= Zalmond Franklin =

Second world war Soviet agent

Zalmond David Franklin or Salmond Franklin was a Communist Party of the United States member and KGB asset during World War II. Zalmond was married at one time to KGB operative Sylvia Callen. According to the testimony of Louis Budenz, Zalmond did "secret work" in Spain during the Spanish Civil War, and he also worked part of the time as a bacteriologist at a Spanish Loyalist hospital.
Upon returning in the late 1930s, Zalmond is alleged to have been recruited for anti-Trotsky work and was sent on several missions to Canada on behalf of Soviet intelligence. He worked as a security guard at the Soviet Pavilion in the 1939 New York World's Fair, sharing this work with two of his former comrades from the International Brigade, Morris Cohen and Milton Wolff. He is reported to have worked in Alberta, Canada, in 1943. Michael Straight named Franklin in his FBI interview as one of his Soviet intelligence contacts.

In March 1942, Franklin met with Clarence Hiskey, Professor of Chemistry at Columbia University and a member of the CPUSA, in New York City. As they walked to the subway, Hiskey described the progress of the research that was then being undertaken at Columbia on the atomic bomb. "Imagine," he told Franklin, "a bomb dropped in the center of this city which would destroy the entire city." Hiskey would supply Franklin with classified material until he moved to the Metallurgical Laboratory at Chicago in October 1943. Then Hiskey, codenamed RAMSEY, would be handled by the GRU illegal Arthur Adams.

Franklin is referenced in the 26 May 1944 Venona project decrypt. It is a report from Bernard Schuster describing a complaint from Nathan Einhorn about Franklin. Franklin had married Rose Richter after divorcing Sylvia Callen a year earlier. Einhorn's wife, Frieda and Rose Richter were sisters.
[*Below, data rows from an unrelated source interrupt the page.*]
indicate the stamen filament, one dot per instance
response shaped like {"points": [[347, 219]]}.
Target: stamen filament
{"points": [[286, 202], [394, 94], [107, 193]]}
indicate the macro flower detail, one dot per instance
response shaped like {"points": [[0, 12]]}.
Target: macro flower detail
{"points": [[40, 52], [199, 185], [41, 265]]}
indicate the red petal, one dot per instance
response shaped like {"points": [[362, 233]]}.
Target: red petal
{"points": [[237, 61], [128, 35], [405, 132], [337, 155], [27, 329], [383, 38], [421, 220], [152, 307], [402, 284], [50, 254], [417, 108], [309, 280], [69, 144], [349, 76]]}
Einhorn was complaining to Schuster that Zalmond was bragged too much about his contact with Soviet intelligence. Einhorn believed this affected operational security. According to the cable Schuster was keeping an eye on Franklin in case of more insecure talk. Shortly afterward, Franklin was removed from active work.

==Venona==
Zalmond Franklin codenamed CHEN, possibly in error, is referenced in the following Venona project decrypt:

- 749 KGB New York to Moscow, 26 May 1944.

Anatoly Gorsky's December 1948 "Memo on Compromised American Sources and Networks" gives CHAP as Franklin's codename. CHAP appears in the following decrypts:

- 1003 KGB New York to Moscow, 18 July 1944.
- 1328 KGB New York to Moscow, 15 September 1944.
- 1430 KGB New York to Moscow, 10 October 1944.
- 1523 KGB New York to Moscow. 27 October 1944.